LOW-GLYCEMIC CARBOHYDRATE

Beneo said its new ingredient Palatinose is purely based on sucrose from sugar beets. It offers a unique alternative to high-glycemic carbohydrates, with all the nutritional and physiological advantages of a fully digestible slow-release carbohydrate. It provides natural energy in a balanced way with less blood glucose fluctuation and steadier insulin release, resulting in an improved metabolism to help burn more fat for energy.
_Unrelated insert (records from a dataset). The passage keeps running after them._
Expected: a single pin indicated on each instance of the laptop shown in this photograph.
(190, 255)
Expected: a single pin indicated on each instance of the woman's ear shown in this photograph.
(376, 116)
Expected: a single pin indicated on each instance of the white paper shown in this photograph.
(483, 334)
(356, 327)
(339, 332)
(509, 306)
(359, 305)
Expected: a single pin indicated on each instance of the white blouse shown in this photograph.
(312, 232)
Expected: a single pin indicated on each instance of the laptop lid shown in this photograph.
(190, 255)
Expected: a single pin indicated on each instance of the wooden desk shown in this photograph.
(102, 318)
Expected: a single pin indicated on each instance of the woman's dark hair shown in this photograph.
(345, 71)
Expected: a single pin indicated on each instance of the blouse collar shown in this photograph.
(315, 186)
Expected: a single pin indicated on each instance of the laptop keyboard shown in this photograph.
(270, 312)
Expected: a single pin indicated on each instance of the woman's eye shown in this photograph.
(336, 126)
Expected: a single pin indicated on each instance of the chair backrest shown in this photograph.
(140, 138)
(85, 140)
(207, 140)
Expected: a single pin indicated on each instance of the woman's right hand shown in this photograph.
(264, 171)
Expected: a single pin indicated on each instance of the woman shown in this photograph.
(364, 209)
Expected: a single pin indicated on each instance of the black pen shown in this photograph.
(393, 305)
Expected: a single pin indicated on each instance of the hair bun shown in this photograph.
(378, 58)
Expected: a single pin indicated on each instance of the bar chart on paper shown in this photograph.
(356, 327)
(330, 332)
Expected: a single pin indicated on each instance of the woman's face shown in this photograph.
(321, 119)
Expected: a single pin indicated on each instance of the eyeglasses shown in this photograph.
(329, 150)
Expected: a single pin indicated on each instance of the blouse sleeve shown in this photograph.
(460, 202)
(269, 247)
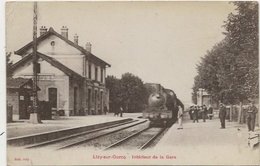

Palatinose delivers benefits for innovative dairy products such as milk beverages or yogurts, ice cream, puddings and custards. Nonfermentable by lactic acid bacteria, Palatinose provides manufacturers a way to offer new types of dairy products as a source of potential carbohydrate and weight management

973-867-2140; www.beneo.com

 

 

FUNCTIONAL GUM

Pocantico Resources added Tara gum to its growing line of healthy hydrocolloids for milk drinks, yogurts and frozen dairy. The company’s Vidogum SP (native tara E417) products are 100% natural gums milled and standardized in Switzerland from the endosperm of wild Tara seeds, which are native to Peru. The company said it recommends Tara gum, which is not unlike locust bean gum in structure, as a less-expensive alternative for improved viscosity and syneresis control with a full-bodied mouthfeel and impressive freeze-thaw stability. It can also be used to strengthen the gelling network of agar-agar and L-carrageenan. For use as a thickener, stabilizer or emulsifier, Tara gum has a superb functionality and is non-GMO, gluten-free and low calorie with the added benefit of soluble fiber.

914-631-3545; www.PocanticoResources.com

 

 

NEXT-GENERATION STEVIA

PureCircle said its next-generation stevia leaf sweetener, Reb M, allows for great-tasting experiences without the calories of sugar. All of the company’s stevia sweeteners are plant-based and non-GMO certified. These sweeteners help beverage and food companies increase their offerings of zero- and low-calorie products without sacrificing taste. Recent PureCircle advances enabled the company to significantly boost production of its next-generation stevia sweeteners — such as Reb M — that have the most sugar-like taste and are highly sought after by beverage and food companies. This means PureCircle is able to supply stevia sweeteners in the amounts customers need as they expand use of stevia.

630-361-0374; https://purecircle.com

 

 

HONEY FOR CLEAN LABELS

National Honey Board said honey is an all-natural sweetener made in the world’s most efficient factory: the bee hive. The ingredient is the ideal sweetener for dairy products looking to capitalize on all-natural, clean-label and indulgence-focused trends. Consumers have a positive perception of honey,  and since it is made in nature, honey satisfies consumers’ clean-label demands. Honey also is versatile, adding flavor to milks, mouthfeel to ice creams and indulgence to yogurts.

303-776-2337; www.honey.com

 

 

CULTURE FOR SUGAR-REDUCTION

Chr. Hansen launched Sweety Y-1 — a culture that allows dairy manufacturers to create naturally sweeter products while reducing added sugar. The ingredient is a culture solution that uses Streptococcus thermophilus and Lactobacillus bulgaricus cultures. It can convert the existing sugars in milk, using more of the lactose and yielding glucose — providing a greater sweetness intensity, Chr. Hansen said. This means manufacturers can add less sugar and still get the same sweet-tasting product, which enables them to meet modern market trends and consumer demands for healthy food without compromising the taste of the product.